One word of caution: In trying to pave the way for smooth integration, don’t make promises you can’t keep. "It’s important to acknowledge even in the early stages that a merger or acquisition means business as usual’ will change. Things won’t get back to normal,’" Francis says.
2. Foundation-building. For optimum results, assemble an integration team of representatives from both entities. It should be lead by one person. "The leader should take charge not of the business performance but of the work that must be done to bring the organizations together," she explains.
The leader guides the team as they develop a "very focused, results-oriented" plan of action. Goals may include meeting re-certification deadlines with accreditation agencies or consolidating physical facilities or combining departments.
"The secret to the plan’s success is to ask, What are most critical items without which we can’t do business effectively?’ and then address those items," she says.
3. Rapid integration. At the heart of this stage is executing the integration plan through work redesign or reengineering. "Each department examines, then flowcharts, the process by which work gets done and the opportunities for performance improvement," she says.
"By designing the new work flow, the entire organization can become more efficient by adopting best practices or carving out a set of new ones."

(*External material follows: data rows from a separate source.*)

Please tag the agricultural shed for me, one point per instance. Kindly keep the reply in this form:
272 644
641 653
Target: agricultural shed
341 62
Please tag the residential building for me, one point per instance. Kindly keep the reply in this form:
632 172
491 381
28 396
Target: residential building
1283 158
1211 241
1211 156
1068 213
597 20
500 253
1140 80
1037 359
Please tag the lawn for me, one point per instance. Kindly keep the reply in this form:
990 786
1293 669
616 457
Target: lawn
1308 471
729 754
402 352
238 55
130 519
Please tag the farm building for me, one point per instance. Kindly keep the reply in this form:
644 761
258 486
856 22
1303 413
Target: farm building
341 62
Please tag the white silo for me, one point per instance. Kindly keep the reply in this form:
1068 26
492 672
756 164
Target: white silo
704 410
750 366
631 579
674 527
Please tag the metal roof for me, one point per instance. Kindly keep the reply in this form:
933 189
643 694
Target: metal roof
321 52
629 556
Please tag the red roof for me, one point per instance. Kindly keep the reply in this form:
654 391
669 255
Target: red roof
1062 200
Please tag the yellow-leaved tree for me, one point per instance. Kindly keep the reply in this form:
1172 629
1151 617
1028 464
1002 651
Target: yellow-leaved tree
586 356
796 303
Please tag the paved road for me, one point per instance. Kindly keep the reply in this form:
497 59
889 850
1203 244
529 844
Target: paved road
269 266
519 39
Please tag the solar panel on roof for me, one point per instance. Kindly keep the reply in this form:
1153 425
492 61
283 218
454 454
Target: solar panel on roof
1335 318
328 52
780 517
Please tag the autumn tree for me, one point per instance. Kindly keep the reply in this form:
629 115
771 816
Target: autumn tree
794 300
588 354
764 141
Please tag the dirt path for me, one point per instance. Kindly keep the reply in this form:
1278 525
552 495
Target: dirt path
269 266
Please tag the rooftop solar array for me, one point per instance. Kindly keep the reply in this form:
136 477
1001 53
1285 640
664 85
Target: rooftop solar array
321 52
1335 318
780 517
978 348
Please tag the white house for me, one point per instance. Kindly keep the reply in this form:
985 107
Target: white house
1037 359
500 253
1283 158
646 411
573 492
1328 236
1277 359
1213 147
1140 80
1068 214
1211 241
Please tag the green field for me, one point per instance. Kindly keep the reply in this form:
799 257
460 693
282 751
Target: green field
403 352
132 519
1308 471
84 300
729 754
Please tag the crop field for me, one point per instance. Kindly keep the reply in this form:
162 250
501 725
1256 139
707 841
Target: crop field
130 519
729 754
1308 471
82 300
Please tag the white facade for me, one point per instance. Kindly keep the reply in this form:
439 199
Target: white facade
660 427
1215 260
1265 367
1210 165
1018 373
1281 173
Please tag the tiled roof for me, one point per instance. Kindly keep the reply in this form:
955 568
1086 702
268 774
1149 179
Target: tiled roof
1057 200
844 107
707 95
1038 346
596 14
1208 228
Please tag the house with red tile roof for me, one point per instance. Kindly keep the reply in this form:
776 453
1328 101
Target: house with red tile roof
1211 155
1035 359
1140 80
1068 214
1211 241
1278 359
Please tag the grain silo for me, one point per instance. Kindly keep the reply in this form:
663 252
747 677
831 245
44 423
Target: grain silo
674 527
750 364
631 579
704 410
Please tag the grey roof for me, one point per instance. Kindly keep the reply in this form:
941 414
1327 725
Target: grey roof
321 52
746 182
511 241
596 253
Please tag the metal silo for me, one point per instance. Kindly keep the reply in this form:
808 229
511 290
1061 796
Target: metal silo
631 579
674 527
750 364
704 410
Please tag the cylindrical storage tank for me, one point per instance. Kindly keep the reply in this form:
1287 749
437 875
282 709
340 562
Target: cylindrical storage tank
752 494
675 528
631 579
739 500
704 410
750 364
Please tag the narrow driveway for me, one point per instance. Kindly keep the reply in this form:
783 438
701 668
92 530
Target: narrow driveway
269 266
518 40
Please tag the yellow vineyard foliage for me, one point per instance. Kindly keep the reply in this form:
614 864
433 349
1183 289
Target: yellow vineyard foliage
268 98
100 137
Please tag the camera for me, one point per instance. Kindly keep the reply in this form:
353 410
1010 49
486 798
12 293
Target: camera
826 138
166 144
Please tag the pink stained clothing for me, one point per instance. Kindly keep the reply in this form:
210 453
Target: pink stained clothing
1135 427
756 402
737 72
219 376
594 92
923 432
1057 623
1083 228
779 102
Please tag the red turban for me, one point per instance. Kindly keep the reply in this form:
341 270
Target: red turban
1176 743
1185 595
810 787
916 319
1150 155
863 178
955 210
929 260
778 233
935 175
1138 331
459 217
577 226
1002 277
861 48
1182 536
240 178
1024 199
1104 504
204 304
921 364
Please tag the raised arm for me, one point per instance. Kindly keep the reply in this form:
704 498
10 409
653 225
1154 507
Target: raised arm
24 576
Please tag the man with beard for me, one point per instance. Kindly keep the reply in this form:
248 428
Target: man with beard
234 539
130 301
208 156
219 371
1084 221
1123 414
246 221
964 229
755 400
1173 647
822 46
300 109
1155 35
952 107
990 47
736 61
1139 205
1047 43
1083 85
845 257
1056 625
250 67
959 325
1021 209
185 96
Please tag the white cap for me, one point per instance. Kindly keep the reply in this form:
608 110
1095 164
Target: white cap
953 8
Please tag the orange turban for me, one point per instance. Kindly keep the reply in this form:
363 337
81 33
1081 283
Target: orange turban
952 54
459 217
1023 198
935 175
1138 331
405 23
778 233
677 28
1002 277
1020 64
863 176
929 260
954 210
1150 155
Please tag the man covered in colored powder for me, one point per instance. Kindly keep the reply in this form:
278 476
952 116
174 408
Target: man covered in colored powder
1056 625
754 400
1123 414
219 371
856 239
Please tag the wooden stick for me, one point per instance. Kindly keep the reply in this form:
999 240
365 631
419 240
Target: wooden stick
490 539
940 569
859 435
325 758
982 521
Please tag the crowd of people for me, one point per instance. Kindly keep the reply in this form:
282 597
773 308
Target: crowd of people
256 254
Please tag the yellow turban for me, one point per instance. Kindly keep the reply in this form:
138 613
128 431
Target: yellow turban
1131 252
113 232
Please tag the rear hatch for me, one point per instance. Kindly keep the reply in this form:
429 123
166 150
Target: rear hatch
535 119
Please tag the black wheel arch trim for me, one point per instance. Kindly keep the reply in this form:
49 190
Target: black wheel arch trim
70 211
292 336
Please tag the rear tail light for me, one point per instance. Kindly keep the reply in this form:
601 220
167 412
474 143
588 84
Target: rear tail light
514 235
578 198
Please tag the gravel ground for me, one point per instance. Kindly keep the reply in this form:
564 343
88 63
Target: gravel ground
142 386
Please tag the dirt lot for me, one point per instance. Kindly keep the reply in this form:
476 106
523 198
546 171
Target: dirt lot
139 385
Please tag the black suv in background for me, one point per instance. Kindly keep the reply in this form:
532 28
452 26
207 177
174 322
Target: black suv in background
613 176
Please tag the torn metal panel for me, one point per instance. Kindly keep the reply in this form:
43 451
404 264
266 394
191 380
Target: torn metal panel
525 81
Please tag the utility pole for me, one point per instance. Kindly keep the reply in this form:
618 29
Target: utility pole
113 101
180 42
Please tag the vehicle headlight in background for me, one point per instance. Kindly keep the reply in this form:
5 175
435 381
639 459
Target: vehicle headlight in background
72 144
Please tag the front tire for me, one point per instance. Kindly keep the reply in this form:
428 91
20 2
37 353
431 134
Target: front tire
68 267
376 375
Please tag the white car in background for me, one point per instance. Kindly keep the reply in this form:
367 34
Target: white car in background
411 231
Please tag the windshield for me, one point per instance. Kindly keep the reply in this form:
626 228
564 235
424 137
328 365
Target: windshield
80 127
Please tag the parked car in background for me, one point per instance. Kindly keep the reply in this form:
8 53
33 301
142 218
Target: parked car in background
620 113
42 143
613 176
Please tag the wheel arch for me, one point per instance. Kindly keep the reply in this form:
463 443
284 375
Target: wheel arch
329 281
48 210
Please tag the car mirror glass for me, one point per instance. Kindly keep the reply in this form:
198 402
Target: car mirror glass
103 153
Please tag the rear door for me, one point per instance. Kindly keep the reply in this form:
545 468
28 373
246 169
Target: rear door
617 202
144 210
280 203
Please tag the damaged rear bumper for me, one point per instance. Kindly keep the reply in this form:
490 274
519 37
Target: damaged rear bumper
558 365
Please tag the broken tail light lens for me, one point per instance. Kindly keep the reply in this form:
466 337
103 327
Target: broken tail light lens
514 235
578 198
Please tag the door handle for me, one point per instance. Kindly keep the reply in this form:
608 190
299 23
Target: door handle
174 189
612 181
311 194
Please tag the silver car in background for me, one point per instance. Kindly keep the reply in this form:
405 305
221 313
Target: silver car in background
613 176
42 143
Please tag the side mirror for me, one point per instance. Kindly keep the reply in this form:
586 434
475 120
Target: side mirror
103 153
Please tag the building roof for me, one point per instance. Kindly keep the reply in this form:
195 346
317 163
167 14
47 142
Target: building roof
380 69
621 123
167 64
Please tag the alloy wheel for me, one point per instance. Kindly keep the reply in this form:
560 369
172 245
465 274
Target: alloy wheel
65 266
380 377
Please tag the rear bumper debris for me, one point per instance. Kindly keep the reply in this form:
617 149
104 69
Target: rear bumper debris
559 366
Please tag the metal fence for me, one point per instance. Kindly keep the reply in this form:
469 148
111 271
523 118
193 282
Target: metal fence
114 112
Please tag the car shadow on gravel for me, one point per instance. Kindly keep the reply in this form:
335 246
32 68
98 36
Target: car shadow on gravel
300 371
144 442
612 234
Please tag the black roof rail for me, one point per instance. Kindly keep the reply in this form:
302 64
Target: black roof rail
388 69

4. Assimilation. "No one knows how long it takes to get to assimilation, but at this point the organizations should begin to function smoothly, with common practices and policies," she explains.
The challenge is to continue the improvement effort, "Make sure you continue to examine whether the integrated organization is achieving its full potential. You may not be as effectively integrated as you think you are!"
She likes to site the example of two large medical equipment companies. "Four years after the acquisition, there were still some staff answering the phone with the name of the acquired business," she says.
Although this example is an extreme one, she acknowledges, the lesson is that integration should not be considered "imposing on a short-term basis the business practice of one company on another. The idea is to get beyond the we’ and they,’ to ours,’" she says.
Remember that mergers are a process
Francis passes on other important lessons GE has learned about mergers and acquisitions over the years:
• It’s a process, not an event. "There are basic principles and tools that can be adapted for almost any situation," she says
• Integration is a specific job. "It requires resources, time, and leadership."
• Make decisions about employees quickly. "No one likes to talk about the employee fallout that occurs during a merger." Francis advises you to make explicit the requirements and expectations of the new entity. "Some people may not be interested in working under such a system and may want to move on. Others, you may ask them to move on," she says.
The key is to move rapidly. "Decision making about staff needs to be made quickly; otherwise, it builds up resentment and decreases morale," she says. "It’s like taking a Band-Aid off slowly; it hurts less if you just give it a good tug get it off and over with."